Una nueva diáspora se extiende por Sudamérica, impulsada por el hambre y la persecución.

Publicado en: Washington Post

Los problemas de Anacelis Alfaro empezaron a fin del año pasado en la plaza principal de Barquisimeto, la apacible capital del estado de Lara, en Venezuela, a orillas del río Turbio. Alfaro, de 51 años, se dedicaba a organizar eventos para una universidad privada y era además activista del partido político Voluntad Popular. Un día soleado, en diciembre pasado, el partido festejó su aniversario en la plaza de esa localidad. Alfaro fue la oradora principal del evento, y en su discurso destacó el rol de las mujeres en la política, mencionó el encarcelamiento arbitrario del líder opositor Leopoldo López e instó a mantener la esperanza en períodos de adversidad. Disfrutó de la jornada, se puso al día con activistas de otros estados y luego se fue a su casa sin saber que su vida, como la conocía hasta entonces, había terminado.

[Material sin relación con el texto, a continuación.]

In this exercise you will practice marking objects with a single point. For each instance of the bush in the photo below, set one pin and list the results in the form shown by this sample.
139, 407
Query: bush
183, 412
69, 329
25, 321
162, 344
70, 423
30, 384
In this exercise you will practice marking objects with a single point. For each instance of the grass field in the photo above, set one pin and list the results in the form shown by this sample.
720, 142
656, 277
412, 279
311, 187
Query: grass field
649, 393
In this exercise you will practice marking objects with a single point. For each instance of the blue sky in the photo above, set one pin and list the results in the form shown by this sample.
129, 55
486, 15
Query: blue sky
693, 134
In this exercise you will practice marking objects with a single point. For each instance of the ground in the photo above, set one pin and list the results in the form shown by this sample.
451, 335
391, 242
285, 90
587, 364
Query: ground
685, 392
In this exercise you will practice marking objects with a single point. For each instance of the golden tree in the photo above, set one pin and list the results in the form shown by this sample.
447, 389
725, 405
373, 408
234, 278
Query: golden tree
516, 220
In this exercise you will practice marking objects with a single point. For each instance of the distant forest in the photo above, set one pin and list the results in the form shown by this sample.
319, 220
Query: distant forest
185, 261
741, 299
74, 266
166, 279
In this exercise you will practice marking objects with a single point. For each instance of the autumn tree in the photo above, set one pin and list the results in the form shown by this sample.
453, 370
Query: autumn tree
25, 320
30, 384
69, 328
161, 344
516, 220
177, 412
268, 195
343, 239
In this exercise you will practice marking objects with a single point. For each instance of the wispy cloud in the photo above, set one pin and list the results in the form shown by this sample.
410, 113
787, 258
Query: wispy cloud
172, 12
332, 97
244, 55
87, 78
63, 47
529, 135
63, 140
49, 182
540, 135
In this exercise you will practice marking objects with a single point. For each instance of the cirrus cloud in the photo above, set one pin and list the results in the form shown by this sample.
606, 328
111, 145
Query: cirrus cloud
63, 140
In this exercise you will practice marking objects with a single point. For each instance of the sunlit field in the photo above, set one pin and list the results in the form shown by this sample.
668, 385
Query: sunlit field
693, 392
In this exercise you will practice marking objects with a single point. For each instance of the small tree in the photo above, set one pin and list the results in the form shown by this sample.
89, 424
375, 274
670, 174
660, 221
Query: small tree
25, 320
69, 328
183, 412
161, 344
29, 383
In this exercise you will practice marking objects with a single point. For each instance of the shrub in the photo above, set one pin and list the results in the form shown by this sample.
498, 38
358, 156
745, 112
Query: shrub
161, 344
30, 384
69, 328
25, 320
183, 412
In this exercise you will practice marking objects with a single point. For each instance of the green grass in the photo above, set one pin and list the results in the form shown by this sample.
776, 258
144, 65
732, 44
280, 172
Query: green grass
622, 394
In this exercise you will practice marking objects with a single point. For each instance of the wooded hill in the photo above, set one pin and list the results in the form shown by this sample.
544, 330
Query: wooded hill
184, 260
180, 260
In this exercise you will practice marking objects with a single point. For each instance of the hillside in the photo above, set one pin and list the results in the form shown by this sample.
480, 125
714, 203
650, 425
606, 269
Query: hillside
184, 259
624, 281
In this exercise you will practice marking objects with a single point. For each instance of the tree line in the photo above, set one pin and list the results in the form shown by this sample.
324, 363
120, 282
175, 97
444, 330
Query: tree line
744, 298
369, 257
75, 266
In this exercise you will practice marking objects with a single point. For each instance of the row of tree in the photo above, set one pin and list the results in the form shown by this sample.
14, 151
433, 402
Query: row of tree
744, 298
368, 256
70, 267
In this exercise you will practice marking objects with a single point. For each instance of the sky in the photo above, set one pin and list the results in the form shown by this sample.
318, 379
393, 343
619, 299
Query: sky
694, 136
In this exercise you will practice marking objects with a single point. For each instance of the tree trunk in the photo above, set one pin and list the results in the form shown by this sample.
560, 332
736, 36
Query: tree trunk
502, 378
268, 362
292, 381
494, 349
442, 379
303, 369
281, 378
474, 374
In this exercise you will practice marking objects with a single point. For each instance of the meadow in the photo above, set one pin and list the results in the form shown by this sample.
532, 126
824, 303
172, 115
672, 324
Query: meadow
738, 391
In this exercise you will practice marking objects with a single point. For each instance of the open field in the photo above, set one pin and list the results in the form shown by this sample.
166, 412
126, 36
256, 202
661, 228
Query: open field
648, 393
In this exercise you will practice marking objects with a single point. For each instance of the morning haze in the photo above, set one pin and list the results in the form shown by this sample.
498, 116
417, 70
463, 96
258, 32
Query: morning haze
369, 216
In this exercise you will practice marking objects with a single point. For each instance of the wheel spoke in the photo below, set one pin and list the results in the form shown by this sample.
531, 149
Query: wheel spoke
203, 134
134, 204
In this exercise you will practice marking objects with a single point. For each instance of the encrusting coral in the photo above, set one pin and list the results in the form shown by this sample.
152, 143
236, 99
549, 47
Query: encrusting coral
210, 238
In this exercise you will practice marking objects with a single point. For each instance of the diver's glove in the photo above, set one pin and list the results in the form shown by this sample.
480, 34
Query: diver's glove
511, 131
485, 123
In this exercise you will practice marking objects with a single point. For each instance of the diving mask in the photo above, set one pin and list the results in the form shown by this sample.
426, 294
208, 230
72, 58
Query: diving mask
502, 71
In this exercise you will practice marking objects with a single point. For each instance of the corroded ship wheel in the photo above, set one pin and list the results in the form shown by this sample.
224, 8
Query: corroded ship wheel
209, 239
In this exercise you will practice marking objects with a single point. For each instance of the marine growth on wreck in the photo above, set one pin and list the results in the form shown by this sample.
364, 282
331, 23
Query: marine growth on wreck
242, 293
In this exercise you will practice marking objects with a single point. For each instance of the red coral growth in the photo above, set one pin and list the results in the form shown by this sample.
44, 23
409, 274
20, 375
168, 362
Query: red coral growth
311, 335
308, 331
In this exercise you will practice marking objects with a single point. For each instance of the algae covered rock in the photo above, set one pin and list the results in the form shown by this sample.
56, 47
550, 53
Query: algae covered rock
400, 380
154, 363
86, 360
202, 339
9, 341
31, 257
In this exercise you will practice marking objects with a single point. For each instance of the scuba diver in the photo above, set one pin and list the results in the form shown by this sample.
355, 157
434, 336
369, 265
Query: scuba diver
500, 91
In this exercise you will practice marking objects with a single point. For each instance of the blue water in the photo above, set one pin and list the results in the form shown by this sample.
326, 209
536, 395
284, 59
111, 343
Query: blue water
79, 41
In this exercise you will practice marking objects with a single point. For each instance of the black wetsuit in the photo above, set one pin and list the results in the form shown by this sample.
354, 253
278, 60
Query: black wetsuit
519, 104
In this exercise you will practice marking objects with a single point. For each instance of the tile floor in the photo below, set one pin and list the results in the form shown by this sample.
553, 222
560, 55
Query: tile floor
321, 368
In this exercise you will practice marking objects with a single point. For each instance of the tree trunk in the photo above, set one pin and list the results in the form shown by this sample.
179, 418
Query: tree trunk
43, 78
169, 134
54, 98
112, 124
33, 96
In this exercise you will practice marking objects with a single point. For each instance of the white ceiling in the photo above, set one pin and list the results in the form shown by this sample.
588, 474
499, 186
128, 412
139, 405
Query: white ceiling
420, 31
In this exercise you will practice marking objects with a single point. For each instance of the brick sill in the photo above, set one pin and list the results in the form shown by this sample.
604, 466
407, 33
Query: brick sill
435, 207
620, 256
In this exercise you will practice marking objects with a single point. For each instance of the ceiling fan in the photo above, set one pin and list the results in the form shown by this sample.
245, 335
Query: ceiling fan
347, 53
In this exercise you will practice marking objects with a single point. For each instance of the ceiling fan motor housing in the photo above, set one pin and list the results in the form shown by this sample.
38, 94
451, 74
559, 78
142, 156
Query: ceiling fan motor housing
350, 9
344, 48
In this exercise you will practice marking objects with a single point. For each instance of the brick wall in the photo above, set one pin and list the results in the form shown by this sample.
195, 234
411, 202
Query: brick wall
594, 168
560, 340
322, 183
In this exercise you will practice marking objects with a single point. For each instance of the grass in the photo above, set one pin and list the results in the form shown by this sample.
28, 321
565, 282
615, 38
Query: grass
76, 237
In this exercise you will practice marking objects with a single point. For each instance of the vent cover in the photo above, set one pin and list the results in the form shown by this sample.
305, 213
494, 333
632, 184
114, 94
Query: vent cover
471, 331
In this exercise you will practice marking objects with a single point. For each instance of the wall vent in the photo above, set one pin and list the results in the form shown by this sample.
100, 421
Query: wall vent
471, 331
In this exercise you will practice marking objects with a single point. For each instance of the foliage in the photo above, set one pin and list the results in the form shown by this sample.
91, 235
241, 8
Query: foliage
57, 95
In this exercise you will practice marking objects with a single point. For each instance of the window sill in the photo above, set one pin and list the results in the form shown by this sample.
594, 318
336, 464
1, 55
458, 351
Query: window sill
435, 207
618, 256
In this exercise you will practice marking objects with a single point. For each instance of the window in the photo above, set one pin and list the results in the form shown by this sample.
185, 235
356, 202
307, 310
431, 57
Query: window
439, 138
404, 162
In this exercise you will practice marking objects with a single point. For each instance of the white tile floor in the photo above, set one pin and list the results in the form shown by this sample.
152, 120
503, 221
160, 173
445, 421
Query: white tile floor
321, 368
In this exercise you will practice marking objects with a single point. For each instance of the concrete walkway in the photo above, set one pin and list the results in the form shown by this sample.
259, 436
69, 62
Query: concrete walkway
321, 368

Al día siguiente, un tribunal penal dictó órdenes para allanar las viviendas de dos activistas del partido en busca de “carteles y pancartas” y “cualquier otra evidencia de interés criminalístico”. Sin saber que su apartamento figuraba en la lista, ese fin de semana Alfaro viajó al estado vecino de Carabobo para visitar a unos amigos. Por ello, cuando la policía apareció en el pequeño departamento que compartía con su madre, de 79 años, sólo esta última estaba allí para presenciar la requisa y responder a las preguntas sobre dónde se encontraba Alfaro.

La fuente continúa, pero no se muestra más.